By now we are all checking and double-checking to make certain we have “covered” at least half (if not more) of the Common Core standards for our disciplines, with a high-stakes standardized test looming in the not-too-distant future. Winter break is almost over, and we all know that after break, what used to be the slowest time of the year is now a runaway train attempt to plug all the holes we discovered in our December short-cycle assessments. We start grumbling as we look over our standards, wishing we could throw Common Core out the window along with the tests associated with the curriculum. We blame the system for taking the fun out of teaching and making it impossible for our students to succeed.
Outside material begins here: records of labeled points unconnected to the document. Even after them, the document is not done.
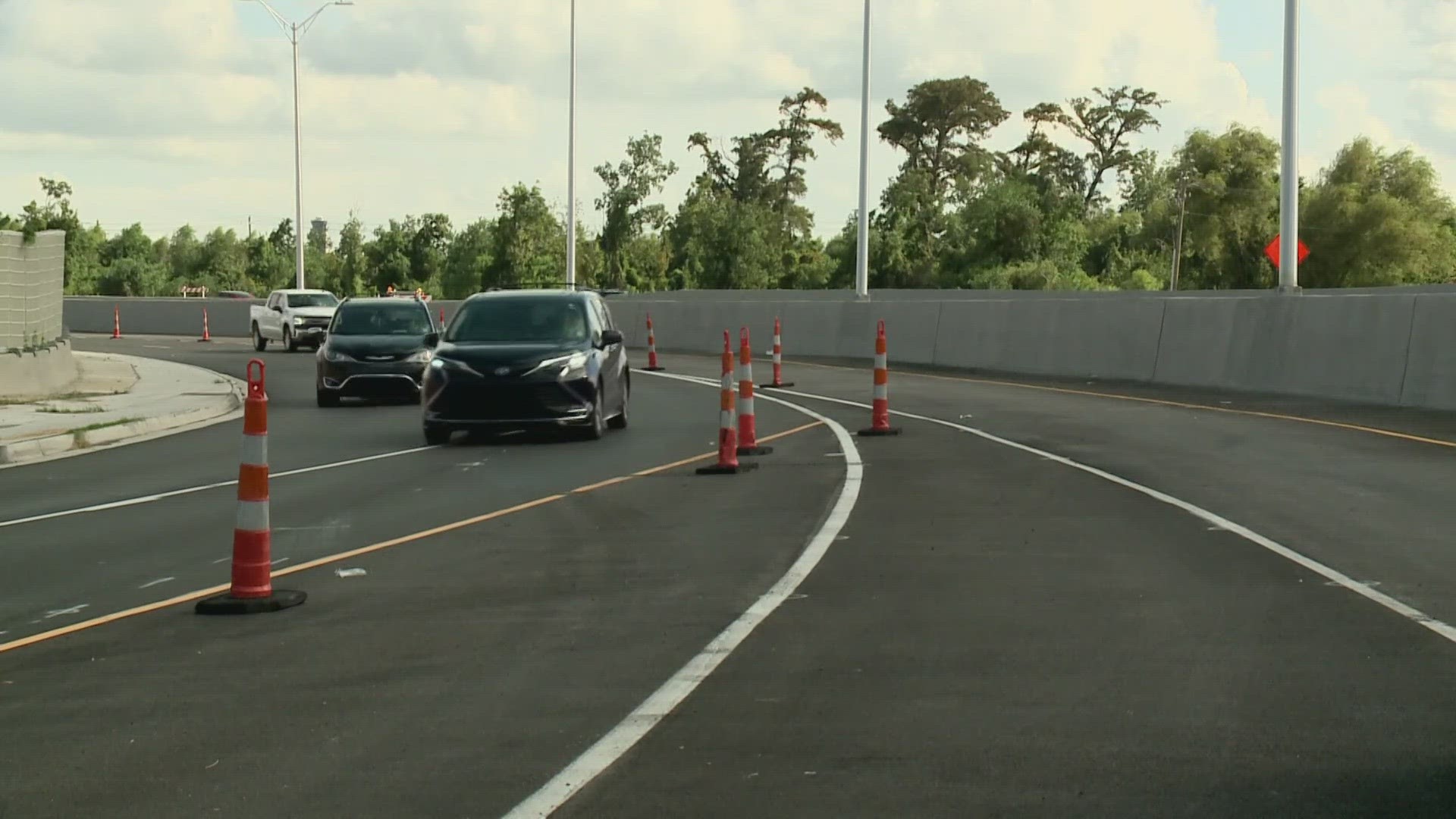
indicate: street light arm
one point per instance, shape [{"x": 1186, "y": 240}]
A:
[
  {"x": 308, "y": 24},
  {"x": 283, "y": 24}
]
Across the country, parents decry the Common Core. They believe it is unfair, a “one-size-fits-all” approach, and merely the latest fad in education. They want a return to basics, and teachers want a return to freedom of choice in what and how they teach. The irony here is that with the Common Core, parents and teachers are getting exactly what they are asking for. The problem is not, and has never been, the Common Core, but the instruments used to assess it, as well as the pressure resulting from the weight of these assessments in determining the fate of students, teachers, and schools. Assessments like PARCC hung like a shadow over most schools in the country, and teachers felt the only way to keep their jobs was to somehow teach to this impossible test. Yet the test became so associated with the Common Core that people failed to see that one was not the other–in fact, one did not even measure the other.
Common Core State Standards have never been the real problem. The real problem has been that the tests used to measure mastery of these standards did not do so. The tests failed to allow for the fact that real students taught by sensitive teachers would be taking these tests, and ultimately they tested a student’s reading level and nothing more. I know my students can identify main ideas and supporting details in passages written at their reading levels. It has somehow escaped the understanding of certain standardized test developers that a student has to understand the passage before he or she can answer analytical questions about it. How can such a test be considered legitimate when students have no choice but to guess at the answers?
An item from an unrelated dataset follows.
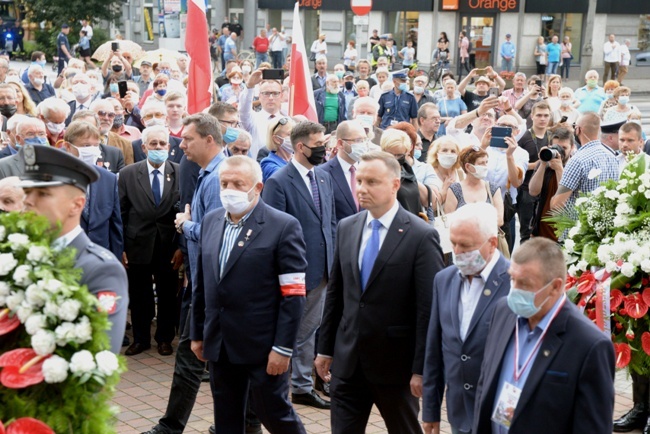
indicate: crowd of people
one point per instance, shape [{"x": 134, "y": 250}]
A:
[{"x": 278, "y": 246}]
Now that PARCC is no longer the test of choice for almost all states in the U.S., does that mean we should throw out the Common Core? I don’t think so. What we can do is take the “common” out of Common Core and use the very good standards that it provides as a basis for meeting the particular and individual needs of students in our schools and districts. Differentiation is still needed, but why couldn’t a school or district modify the Common Core standards to allow for differentiation strategies, both high and low? Why, for that matter, couldn’t a school or district modify all standards to better reflect the needs of their particular populations? With PARCC out of the way, we can use the Common Core standards as a basis for relevant, project-based learning that not only meets the needs of our students but aligns to authentic assessments–and yes, even computer-based, objective assessments can be designed to be authentic. Think problem solving!
We are blessed to have done away with the PARCC assessment in New Mexico, but that doesn’t mean we are out of the woods. We need to go back to the faith we had in our own instincts before No Child Left Behind frightened us into teaching to the tests, and teach for learning and relevance. We were on the right track with project-based, collaborative and cooperative learning 25 years ago, and these strategies are even more needed now as students enter a technologically advanced workplace where soft skills are at increasingly high demand. Can we use the Common Core to help students achieve mastery of soft skills? Can we use the Common Core to achieve relevance in our instruction and to design authentic assessments for our students? Can we make the Common Core a resource–rather than an obligation–that guides us to the best teaching, and our students to the best learning? Of course! Of course we can!